Evidence for mTOR pathway activation in the A+C-resistant mouse LUADs

To elucidate further the pathways that may account for resistance to A+C, we sequenced the EGFR transgene and Erbb2 from 23 resistant tumors. Similar to our observations in xenografts, we did not find mutations in these genes or in Pik3ca, Pik3cb and Kras (n=15, data not shown). A+C-resistant mouse LUADs did not show copy number alterations in the EGFR transgene or in endogenous Egfr, Erbb2, Met and Igf1r (Figure S2C).
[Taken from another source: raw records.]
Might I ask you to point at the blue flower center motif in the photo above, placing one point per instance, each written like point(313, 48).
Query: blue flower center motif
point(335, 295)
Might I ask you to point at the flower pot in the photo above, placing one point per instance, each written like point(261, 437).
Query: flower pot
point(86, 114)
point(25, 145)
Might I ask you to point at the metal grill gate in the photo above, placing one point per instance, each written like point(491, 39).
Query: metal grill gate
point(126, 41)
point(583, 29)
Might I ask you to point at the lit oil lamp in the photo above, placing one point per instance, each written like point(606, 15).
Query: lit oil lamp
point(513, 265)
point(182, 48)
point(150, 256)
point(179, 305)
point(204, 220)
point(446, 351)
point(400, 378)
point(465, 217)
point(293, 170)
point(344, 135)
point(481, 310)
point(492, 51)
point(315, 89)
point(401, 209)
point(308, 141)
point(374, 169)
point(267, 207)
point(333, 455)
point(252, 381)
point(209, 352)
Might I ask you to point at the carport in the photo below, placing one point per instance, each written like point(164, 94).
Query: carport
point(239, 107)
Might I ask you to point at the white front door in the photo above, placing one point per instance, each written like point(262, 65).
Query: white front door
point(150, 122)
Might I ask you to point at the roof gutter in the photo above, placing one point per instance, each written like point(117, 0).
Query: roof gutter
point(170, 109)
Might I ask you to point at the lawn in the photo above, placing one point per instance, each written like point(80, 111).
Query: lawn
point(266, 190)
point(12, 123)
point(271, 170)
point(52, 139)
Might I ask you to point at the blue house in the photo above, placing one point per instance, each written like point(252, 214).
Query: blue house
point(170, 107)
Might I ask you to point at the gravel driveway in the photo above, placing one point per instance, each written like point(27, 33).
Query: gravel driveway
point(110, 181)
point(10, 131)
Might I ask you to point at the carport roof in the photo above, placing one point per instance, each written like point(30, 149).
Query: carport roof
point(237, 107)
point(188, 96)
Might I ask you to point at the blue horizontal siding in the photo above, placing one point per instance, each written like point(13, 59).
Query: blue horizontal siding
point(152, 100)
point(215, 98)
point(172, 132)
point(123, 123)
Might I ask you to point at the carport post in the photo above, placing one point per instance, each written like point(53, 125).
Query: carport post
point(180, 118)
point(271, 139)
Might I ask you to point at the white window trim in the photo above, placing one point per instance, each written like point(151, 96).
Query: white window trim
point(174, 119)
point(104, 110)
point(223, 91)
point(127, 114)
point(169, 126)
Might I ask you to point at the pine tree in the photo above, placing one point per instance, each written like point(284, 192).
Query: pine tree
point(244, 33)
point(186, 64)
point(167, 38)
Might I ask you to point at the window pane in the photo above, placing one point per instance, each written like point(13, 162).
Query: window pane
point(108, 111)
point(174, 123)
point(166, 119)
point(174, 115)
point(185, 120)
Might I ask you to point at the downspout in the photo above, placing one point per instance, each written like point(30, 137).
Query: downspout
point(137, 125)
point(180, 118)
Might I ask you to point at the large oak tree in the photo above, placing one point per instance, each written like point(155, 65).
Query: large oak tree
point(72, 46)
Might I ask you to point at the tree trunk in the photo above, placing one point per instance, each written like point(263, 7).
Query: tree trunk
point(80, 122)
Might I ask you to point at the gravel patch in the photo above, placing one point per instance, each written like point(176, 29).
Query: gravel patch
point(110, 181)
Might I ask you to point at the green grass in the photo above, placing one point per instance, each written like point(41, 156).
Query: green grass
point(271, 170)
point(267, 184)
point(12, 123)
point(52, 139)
We then examined which signaling events might promote AR to A+C. As expected, we found that upon short-term (5 days) A+C treatment, phosphorylation of EGFR and Erbb2 were decreased. As a consequence reduced levels of phosphorylated Erk were observed, however Akt phosphorylation did not change (Figure 2D). Phosphorylation of EGFR was greatly reduced or completely abrogated in all of the resistant tumors, and phosphorylation of Akt was consistently higher than in untreated tumors, suggesting the presence of compensatory mechanisms of activation of the PI3K pathway in these tumors. Similarly, phosphorylation of Erbb2 was not restored to untreated levels in the A+C-resistant tumors. Similar to the xenografts discussed previously, A+C-resistant tumors consistently showed increased pS6, suggesting that increased activation of mTORC1 may play a role in AR to A+C (Figure 2C and 2D).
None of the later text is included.